> No, it isn't, although it is an informal goal for the Red Edition, on
> the assumption that it's easier to get agreement on things early when
> the barriers to adoption are low. Later editions will have features
> that cannot have R7RS-small portable implementations, though I hope that
> they will be easily implemented on many Schemes.
How many Schemes have already expressed their intent to implement
R7RS-large? For the users of Scheme (and I guess most of the voters are
not (or won't be) implementors of an R7RS-large Scheme), it is nice to
have a lot of features included. But someone has to implement all this.

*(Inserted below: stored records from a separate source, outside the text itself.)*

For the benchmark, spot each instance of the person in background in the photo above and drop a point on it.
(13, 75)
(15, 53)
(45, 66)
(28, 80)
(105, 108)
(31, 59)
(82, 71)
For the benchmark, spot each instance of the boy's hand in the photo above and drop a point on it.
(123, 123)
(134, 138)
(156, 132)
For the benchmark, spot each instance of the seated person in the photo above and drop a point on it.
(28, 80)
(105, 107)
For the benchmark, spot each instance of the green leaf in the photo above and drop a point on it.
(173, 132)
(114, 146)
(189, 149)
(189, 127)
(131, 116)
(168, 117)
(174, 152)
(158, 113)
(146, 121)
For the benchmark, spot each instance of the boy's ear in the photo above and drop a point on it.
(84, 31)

> Ephemerons in particular would certainly have been postponed if Will
> Clinger had not pointed out that an implementation using strong references
> is legal. This is because there is never any guarantee that the GC will
> break specific, or any, ephemerons. The JVM doesn't have ephemerons,
> but an implementation using weak references is valid: it simply means
> that some garbage that should be collected will not be collected, just
> as conservative GCs do.
Scheme seems to be a schizophrenic in this regard: Implementations are
allowed to implement ephemerons using strong references because garbage
collection is not observable. In the other hand, the standard demands
that implementations are properly tail-recursive. However being
non-properly tail-recursive is as non-observable as not implementing
proper ephemerons.
(An Scheme implementation supporting SRFI 124 properly would allow for
an unbounded chain of ephemerons much like a properly tail recursive
implementation would allow for an unbounded number of active tail calls.)